1. The strawman proposal did not explicitly mention how python packages (and modules) would be assigned to a distribution and make clear the distinction between packages and distributions
2. The strawman proposal did not explicitly address how optional add-on tools (like setuptools) might manage namespace packages.
3. PKG-INFO possibly makes a poor the conduit for the proposed installation metadata both because its usage in my original proposal confuses packages with distributions and its file format is perhaps inefficient for the purpose.
4. Concerns were raised about the performance penalty for using the side-car style files without version numbers possibly not all of which were located at the top-most level of the directory listed in the python path.
I will respond to each of these in turn below.
1. The strawman proposal did not explicitly mention how python packages (and modules) would be assigned to a distribution and make clear the distinction between packages and distributions
The unstated thought was that the side-car file would contain a line like:
Provided-By: SomeDistribution
that would assign the python package to a distribution. The side-car files would be named like the package, and there would no standard centralized database of distributions. The reasons for proposing it like this are: a. I believe that having side-car files that sit alongside packages because they have the same base name makes the database more transparent to the uninitiated. Just browsing a directory of python packages will allow you to see what's going on. Moving like-names files around manually maintains the integrity and availability of the data. I think that having magic entries in an essentially "hidden" directory somewhere will cause all sorts of trouble that could be avoiding at the cost of a small bit of duplication. b. I assume, perhaps incorrectly, that most distributions contain only a single package.
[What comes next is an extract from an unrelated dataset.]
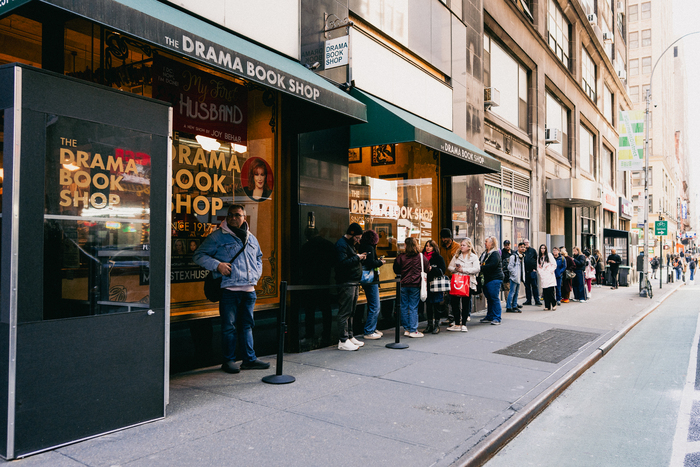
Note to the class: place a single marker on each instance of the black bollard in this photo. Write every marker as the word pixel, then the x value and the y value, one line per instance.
pixel 397 308
pixel 279 378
That said, I do agree that if you are primarily interested in a database of *distributions* (as opposed to *packages*) then something like is proposed in PEP 262 makes more sense (but it would have to be per directory and not site-wide due to the dynamic nature of the python path). This is a trade-off between putting the metadata up front in an obvious and easy to understand way so that it will hopefully have a better chance of being noticed and maintained, versus tucking it away hidden someplace so that even though it is broken, it doesn't bother anyone until they care enough to fix it. *It is this trade-off that I am exploring with this strawman "counter" proposal to PEP 262.*
2. The strawman proposal did not explicitly address how optional add-on tools (like setuptools) might manage namespace packages.
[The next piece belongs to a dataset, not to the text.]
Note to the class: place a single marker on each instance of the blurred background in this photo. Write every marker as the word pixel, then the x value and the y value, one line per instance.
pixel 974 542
I agree with Floris that the best way to avoid magic is to actually have the sub-packages in a namespace share the same parent directory on disk. Since the goal of my proposal is to create the necessary metadata infrastructure so that add-on tools can be used to manage a standard python installation (i.e. no runtime support), I don't see any other way to support this feature in the proposal. Of course, non-standard features like zipped eggs and such could still be deployed using whatever tools and trickery are necessary to achieve the desired ends.
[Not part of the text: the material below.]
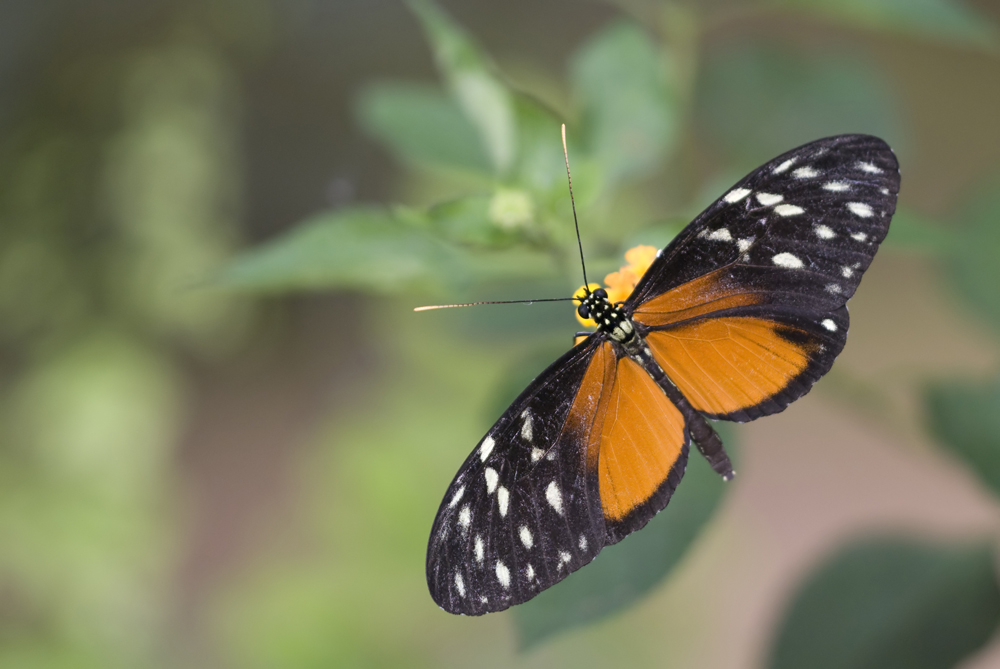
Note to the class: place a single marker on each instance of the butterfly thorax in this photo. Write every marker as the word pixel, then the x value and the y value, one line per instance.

To support this, we could indeed add a flag inside the side-car file indicating that the package is a namespace package and that one would need to recurse into it to see what is installed. Python-based installers could create the namespace directory on the fly by default or optionally when needed and system packagers could require a namespace system-level package.
3. PKG-INFO possibly makes a poor the conduit for the proposed installation metadata both because its usage in my original proposal confuses packages with distributions and its file format is perhaps inefficient for the purpose.
Using PKG-INFO was just an attempt to be incremental and make use of what is already there. With the practice of including more than cursory documentation in the Description, perhaps it is too much and should be pared down for this purpose, or thrown out altogether if it really isn't the right thing. I'll address performance in the next point.
4. Concerns were raised about the performance penalty for using the side-car style files without version numbers possibly not all of which were located at the top-most level of the directory listed in the python path.
Any add-on tool that actually used the data would very likely need to build a cache of the data using a more efficient representation, particularly if the add-on tool had distribution oriented view of the installation. The goal is not to support runtime scanning and manipulation of the data for use by add-on tools that work with the python path in non-standard ways, but to put in place a mechanism to merely make the metadata available for those who opt-in to the usage of such tools as well as for non-tool users to manually inspect. Once a user opts-in to such an add-on tool, they might be expected to use for all of their installations if they want to avoid rebuilding the database cache etc., but could always resync with whats on disk by explicitly rebuilding the database.